If, based on the title, you think this post is going to be animated and entertaining turn back now: I’m talking about transcription. Since returning from the villages I’ve been typing observation notes and transcribing over 20 hours worth of interviews.
For those who have never done transcriptions, let me tell you now, they are time consuming. For every minute recorded it takes 3-4 minutes to transcribe. I listen to the recording of an interview, and type everything verbatim. I’m a somewhat decent typist, but I am constantly lagging behind the recording, and am amazed by how I will unconsciously reword sentences in my head when I’m trailing the recording. I’m constantly pausing and skipping back 10 seconds to double check my work.
I mentioned the myriad distractions in my interviews in an earlier post. Background noise is present in all my interviews: meowing cats, screaming children, whistling birds (these are the competitive songbirds present in most houses — gambling is popular in Thailand and many Thais bet heavily on songbird competitions), and rain on tin roofs.
Slowing the recordings down to half speed makes keeping up with my typing easier. Though, when slowed to half speed the sound of rain on tin becomes a strange musical accompaniment. Rain no longer sounds like rain. It starts to resemble background music from an 80’s video game. That music is then stuck in my head for the rest of the day.
The soundtrack closest to my tin roof and rain background noise starts at 6:41.
Despite all transcription’s annoyances, the transcription process definitely strengthens my analysis. As I transcribe recordings I take a second look at what was said. Sometimes I hear things for the first time, comments I missed in the initial interview. Other times I note recurring interview themes. Notes taken during the transcription process are just as important as those I took at the actual interview, and they can help reinforce the presence of certain themes.

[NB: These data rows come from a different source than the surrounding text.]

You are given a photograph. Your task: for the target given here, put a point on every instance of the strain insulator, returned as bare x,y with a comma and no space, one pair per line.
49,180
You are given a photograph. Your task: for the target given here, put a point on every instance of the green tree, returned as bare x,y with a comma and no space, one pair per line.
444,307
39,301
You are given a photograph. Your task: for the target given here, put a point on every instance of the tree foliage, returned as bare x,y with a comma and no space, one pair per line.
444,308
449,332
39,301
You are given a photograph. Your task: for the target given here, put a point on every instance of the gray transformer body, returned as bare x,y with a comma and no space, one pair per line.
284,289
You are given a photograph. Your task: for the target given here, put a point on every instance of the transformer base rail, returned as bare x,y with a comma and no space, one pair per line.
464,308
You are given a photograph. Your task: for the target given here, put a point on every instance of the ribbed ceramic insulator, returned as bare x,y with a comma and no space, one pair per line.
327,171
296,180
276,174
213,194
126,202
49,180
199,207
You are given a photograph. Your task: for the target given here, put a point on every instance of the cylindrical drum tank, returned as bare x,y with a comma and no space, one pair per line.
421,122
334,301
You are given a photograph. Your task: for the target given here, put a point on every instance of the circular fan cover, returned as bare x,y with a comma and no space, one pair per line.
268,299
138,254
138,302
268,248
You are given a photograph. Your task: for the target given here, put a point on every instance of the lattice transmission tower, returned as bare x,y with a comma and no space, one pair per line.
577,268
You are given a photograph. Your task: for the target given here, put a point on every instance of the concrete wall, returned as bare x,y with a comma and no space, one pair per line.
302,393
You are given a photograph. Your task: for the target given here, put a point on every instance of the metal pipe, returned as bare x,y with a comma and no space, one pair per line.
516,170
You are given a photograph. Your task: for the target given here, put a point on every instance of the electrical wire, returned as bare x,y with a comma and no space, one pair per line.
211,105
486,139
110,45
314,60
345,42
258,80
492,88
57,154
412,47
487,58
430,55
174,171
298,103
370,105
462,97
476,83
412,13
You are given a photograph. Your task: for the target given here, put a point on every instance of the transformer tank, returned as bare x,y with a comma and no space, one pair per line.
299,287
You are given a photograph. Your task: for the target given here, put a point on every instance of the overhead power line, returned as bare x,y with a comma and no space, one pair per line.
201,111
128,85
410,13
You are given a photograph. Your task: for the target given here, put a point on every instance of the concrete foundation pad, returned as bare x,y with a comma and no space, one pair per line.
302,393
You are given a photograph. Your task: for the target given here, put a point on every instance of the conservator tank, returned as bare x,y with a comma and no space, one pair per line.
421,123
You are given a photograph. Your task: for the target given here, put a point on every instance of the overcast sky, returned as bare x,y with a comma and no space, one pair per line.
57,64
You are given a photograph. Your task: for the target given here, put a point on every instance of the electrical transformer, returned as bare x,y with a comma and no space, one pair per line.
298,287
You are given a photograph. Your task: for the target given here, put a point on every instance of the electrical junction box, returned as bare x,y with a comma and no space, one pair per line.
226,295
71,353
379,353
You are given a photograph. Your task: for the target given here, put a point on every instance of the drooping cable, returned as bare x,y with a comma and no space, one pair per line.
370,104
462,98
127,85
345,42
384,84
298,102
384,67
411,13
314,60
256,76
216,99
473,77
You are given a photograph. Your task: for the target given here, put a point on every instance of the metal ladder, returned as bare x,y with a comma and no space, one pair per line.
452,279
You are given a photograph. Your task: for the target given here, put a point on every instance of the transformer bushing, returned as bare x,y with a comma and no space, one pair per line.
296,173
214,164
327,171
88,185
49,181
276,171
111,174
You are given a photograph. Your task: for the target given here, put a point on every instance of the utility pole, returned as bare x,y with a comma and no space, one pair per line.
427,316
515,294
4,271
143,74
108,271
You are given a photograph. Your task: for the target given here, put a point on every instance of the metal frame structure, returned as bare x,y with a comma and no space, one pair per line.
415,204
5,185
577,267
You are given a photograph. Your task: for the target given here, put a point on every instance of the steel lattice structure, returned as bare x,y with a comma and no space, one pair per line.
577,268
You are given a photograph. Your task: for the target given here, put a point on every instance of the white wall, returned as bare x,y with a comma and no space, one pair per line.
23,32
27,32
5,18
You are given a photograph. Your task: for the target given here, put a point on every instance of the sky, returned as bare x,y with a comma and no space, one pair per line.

One recurring theme is in response to my questions about tourism impacts. Many people mentioned how tourism has “opened their world” as a positive tourism impact. Villagers around Kuraburi like interacting with outsiders, showing tourists their lives, and learning about outsiders’ lives. I cannot help but think of this as the Aladdin theme. Every time someone said this in an interview I heard the song “A Whole New World” playing in my mind. In the Andaman Discoveries office I can smile without reducing the seriousness of my interviewees’ response.